For the breadth of the book, Wright says, “Honestly, there were a few kind of marquee, tentpole women — like Kristin said early on, ‘We’re going to get Carol Burnett in this book. I think she’s going to be excited to share a story.’ We all know she’s cool, but she’s so much cooler. There weren’t many women really going to battle for women and girls back then, but she was definitely a pioneer. But we wanted to talk to educators, attorneys, stay-at-home moms, artists, politicians, media folks. We have gay women, trans women, street women, butch women, femme women and women who lead more traditional, conservative lives.”
Some of the stories revolve around themes involving racism, sobriety, body shaming, coming out, motherhood and other eternal hot-button topics. But it should be no surprise that some of the entertainment business stories in particular involve harassment or callousness from those in power that spurred women to stand up for themselves, if not then, then later in their careers.

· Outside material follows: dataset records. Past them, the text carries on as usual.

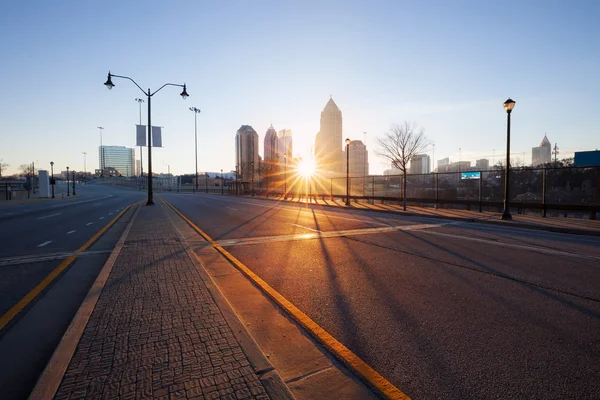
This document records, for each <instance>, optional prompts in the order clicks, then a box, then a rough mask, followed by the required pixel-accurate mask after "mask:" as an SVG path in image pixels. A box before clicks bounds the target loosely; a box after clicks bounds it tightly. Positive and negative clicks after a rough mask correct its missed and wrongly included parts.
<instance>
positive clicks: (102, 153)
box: [98, 126, 104, 176]
mask: <svg viewBox="0 0 600 400" xmlns="http://www.w3.org/2000/svg"><path fill="white" fill-rule="evenodd" d="M98 129H99V130H100V164H101V165H100V175H101V176H104V147H103V146H102V131H104V128H103V127H101V126H99V127H98Z"/></svg>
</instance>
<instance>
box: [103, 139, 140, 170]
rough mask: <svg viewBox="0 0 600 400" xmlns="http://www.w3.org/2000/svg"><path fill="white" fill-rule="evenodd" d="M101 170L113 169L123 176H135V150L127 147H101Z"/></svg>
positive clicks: (113, 146)
mask: <svg viewBox="0 0 600 400" xmlns="http://www.w3.org/2000/svg"><path fill="white" fill-rule="evenodd" d="M98 158H99V163H98V164H99V165H100V170H101V171H104V170H106V169H107V168H113V169H115V170H116V171H118V173H119V174H120V175H121V176H134V175H135V149H132V148H128V147H125V146H99V147H98Z"/></svg>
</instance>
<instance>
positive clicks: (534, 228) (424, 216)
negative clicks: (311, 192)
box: [256, 196, 600, 236]
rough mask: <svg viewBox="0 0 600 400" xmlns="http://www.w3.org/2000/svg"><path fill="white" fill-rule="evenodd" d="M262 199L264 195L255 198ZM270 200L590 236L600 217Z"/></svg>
mask: <svg viewBox="0 0 600 400" xmlns="http://www.w3.org/2000/svg"><path fill="white" fill-rule="evenodd" d="M256 198H261V199H264V198H265V197H258V196H256ZM269 200H275V201H280V202H284V201H286V202H290V203H296V204H312V205H320V206H325V207H339V208H345V209H351V210H368V211H377V212H385V213H395V214H400V215H407V216H419V217H434V218H444V219H452V220H462V221H469V222H479V223H486V224H495V225H503V226H513V227H515V228H528V229H537V230H545V231H551V232H560V233H571V234H578V235H591V236H600V220H589V219H577V218H561V217H546V218H542V217H541V216H537V215H526V214H517V210H516V208H514V209H513V213H512V218H513V219H512V221H503V220H501V219H500V216H501V213H494V212H478V211H469V210H459V209H453V208H437V209H436V208H426V207H416V206H408V207H407V208H406V211H404V210H403V209H402V206H401V205H396V204H393V205H392V204H381V203H377V204H368V203H365V202H361V203H357V202H351V203H350V206H346V205H345V203H344V201H342V200H339V199H336V200H323V199H321V198H319V199H317V201H316V202H315V201H314V199H313V201H312V202H310V203H308V202H307V201H306V198H305V197H304V198H301V199H300V198H293V199H291V198H288V199H287V200H284V199H283V197H269Z"/></svg>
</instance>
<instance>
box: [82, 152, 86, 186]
mask: <svg viewBox="0 0 600 400" xmlns="http://www.w3.org/2000/svg"><path fill="white" fill-rule="evenodd" d="M81 154H83V182H85V184H86V185H87V168H86V165H85V162H86V160H85V158H86V156H87V153H86V152H85V151H84V152H82V153H81Z"/></svg>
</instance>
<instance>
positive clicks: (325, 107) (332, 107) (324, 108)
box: [323, 95, 340, 111]
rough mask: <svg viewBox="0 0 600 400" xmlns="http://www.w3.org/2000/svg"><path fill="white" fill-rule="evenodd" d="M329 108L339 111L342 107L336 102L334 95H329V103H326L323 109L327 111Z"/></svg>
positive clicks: (330, 108) (323, 110) (323, 109)
mask: <svg viewBox="0 0 600 400" xmlns="http://www.w3.org/2000/svg"><path fill="white" fill-rule="evenodd" d="M327 110H334V111H339V110H340V109H339V108H338V106H337V104H335V101H333V96H331V95H330V96H329V101H328V102H327V104H326V105H325V108H324V109H323V111H327Z"/></svg>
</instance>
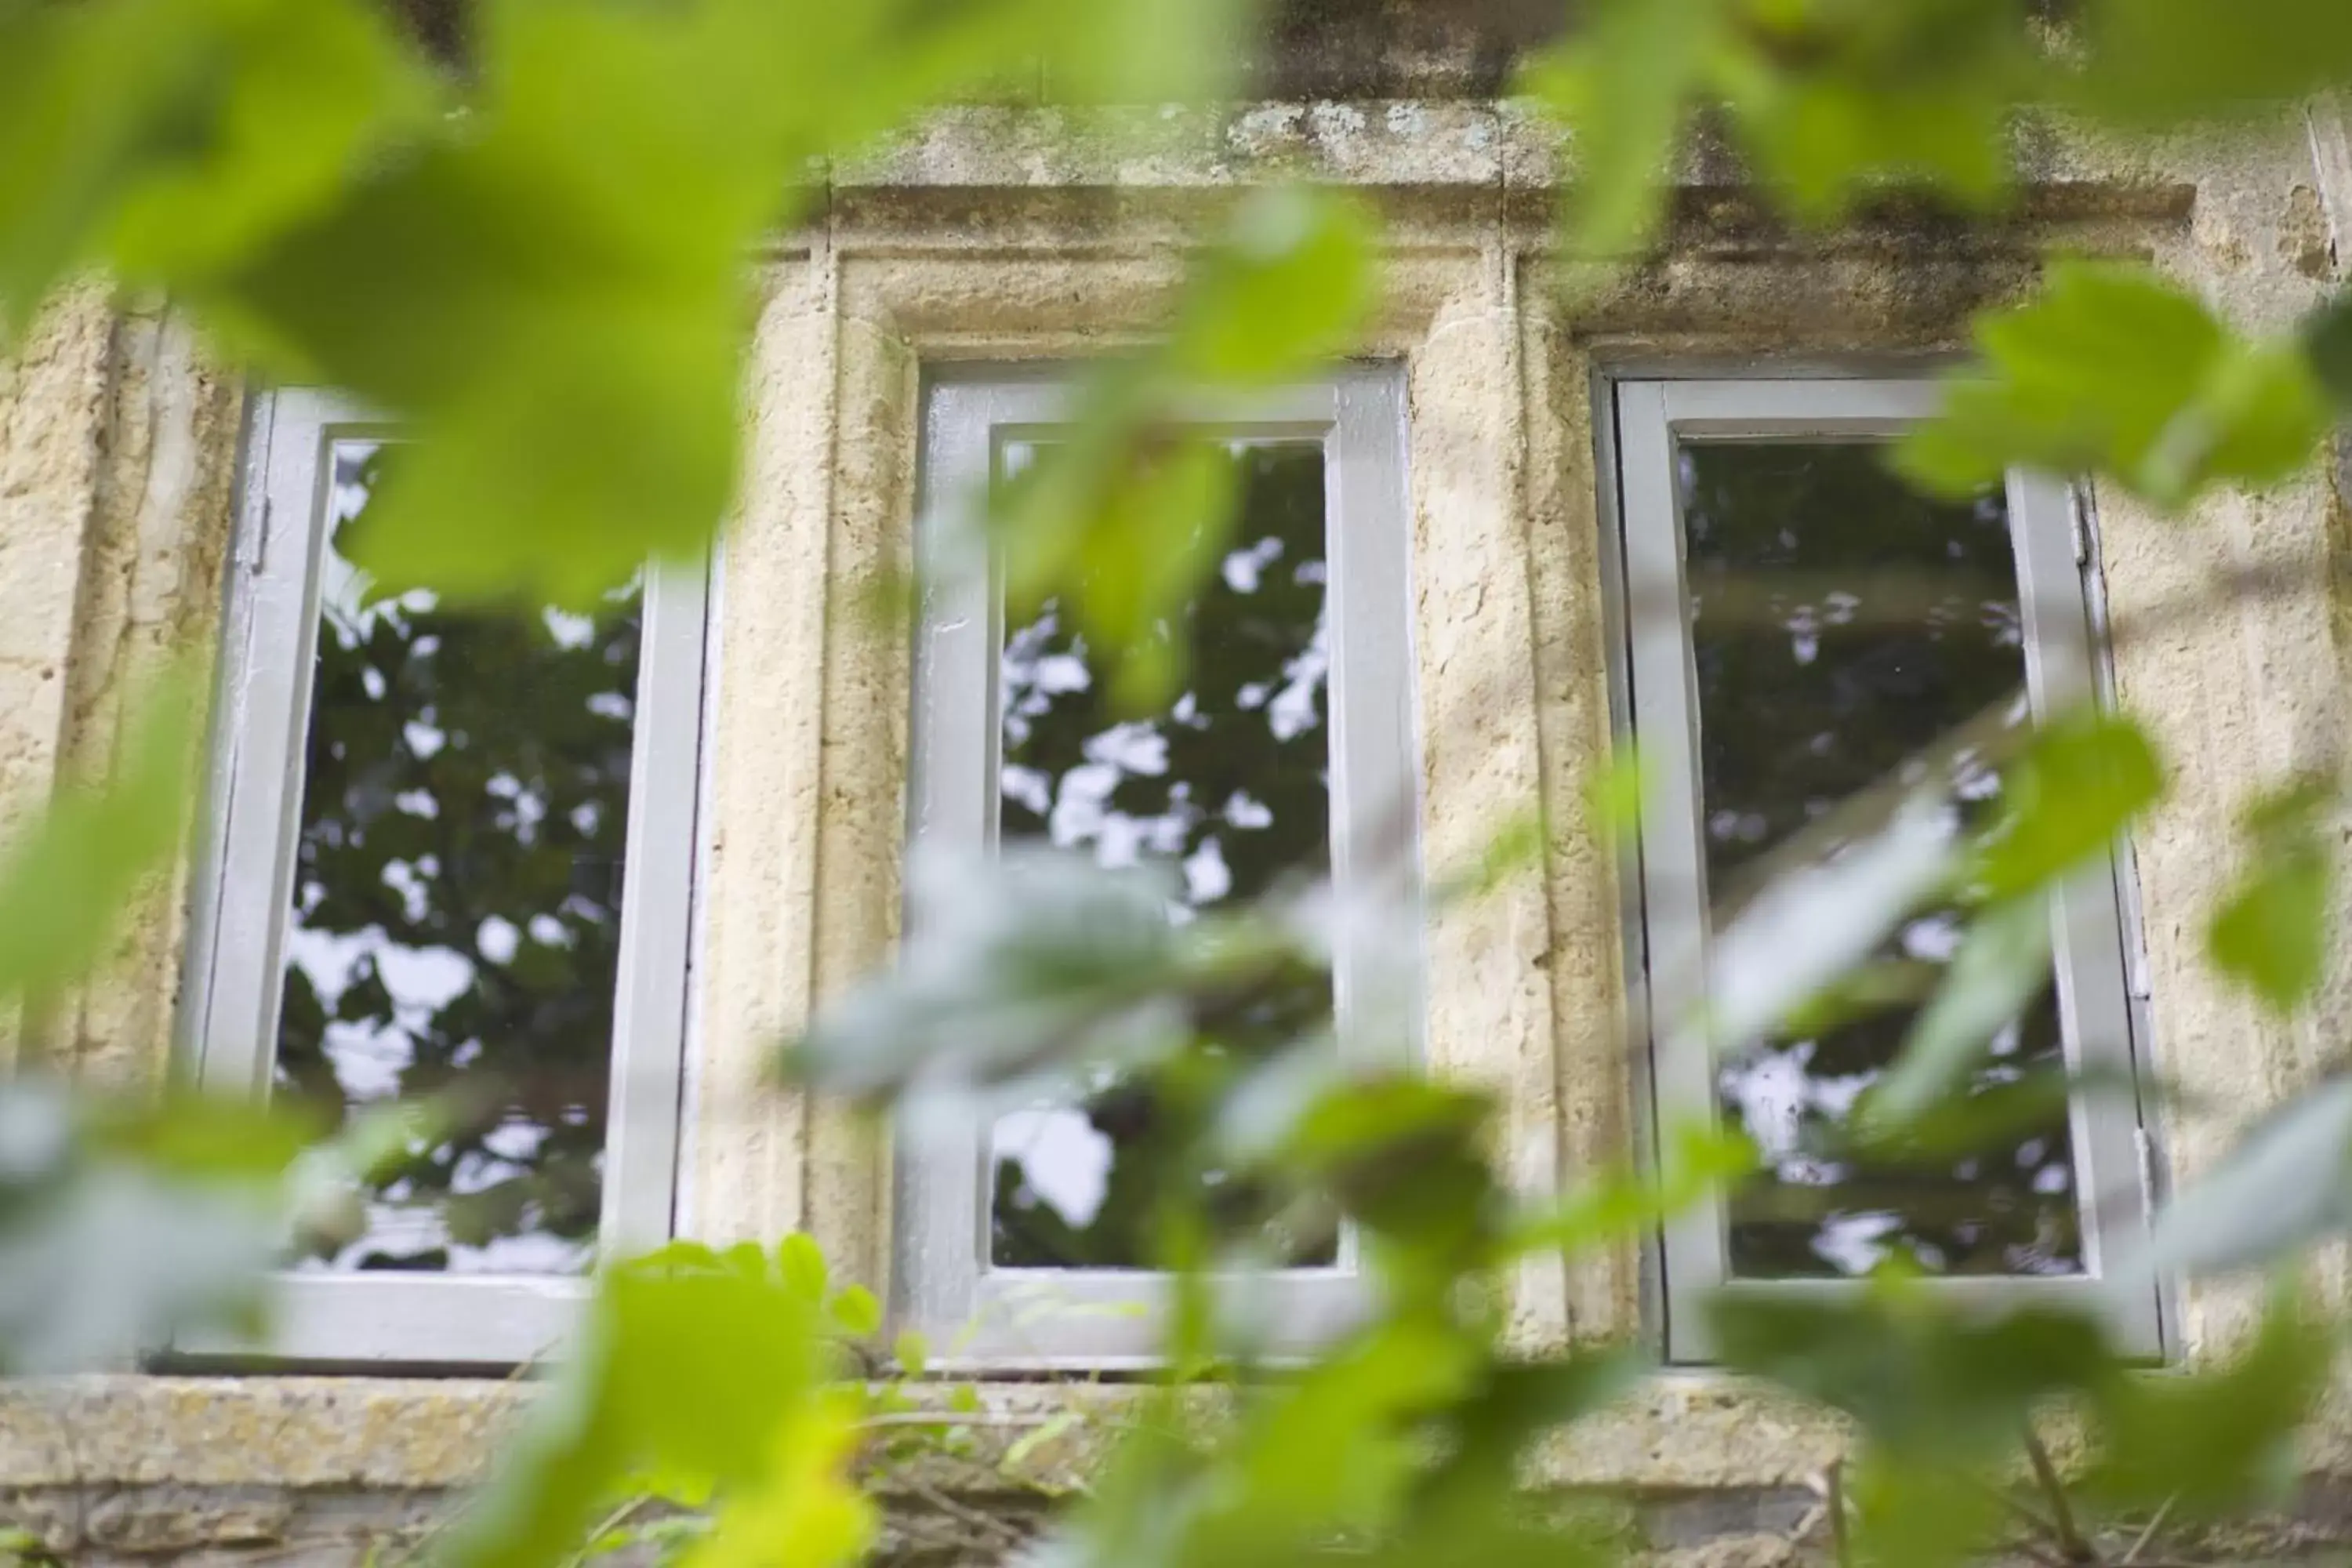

“I think that in some ways we women in entertainment feel like it’s best to not die on that hill,” Wright notes. “But the world has changed a lot in the past few years and there’s definite power in numbers. WIth Chenowith’s story, she says, ‘I’ll probably never work on CBS again.’ Debra Messing and Melissa Peterman brought really powerful story. They and others talked about what it’s like to be told, ‘Go sit down, we really don’t want to hear from you. There are women lined up 10 deep and 10 wide to have your spot. So Chenowith, if you complain, we’ll move on to the next Chenowith.’
“I think it’s going to make some people uncomfortable. But our goal in this book was not to make people feel uncomfortable, but to make girls and women feel more comfortable to share these stories sooner, and to lock arms sooner and build coalitions among ourselves sooner. So rather than waiting until we’re 51 or 55 or 70 to tell that that shitty thing that happened to us, we want girls and women to start using their voices at younger ages. And one of the great things about the new generation of girls and women in the world is they are doing that.”
Others to be featured in the book include Lena Waithe, Marlo Thomas, Jennifer Esposito, Shoshanna Bean, Gloria Steinem, Rosanna Arquette, Allison Russell, Ricki Lake, Beanie Feldstein, Renee Fleming, Rosie O’Donnell, Peppermint, Chelsea Handler, Jann Arden, Kelli O’Hara, Aisha Tyler, Kimberly Reed, Jill Fritzo and Emily Saliers.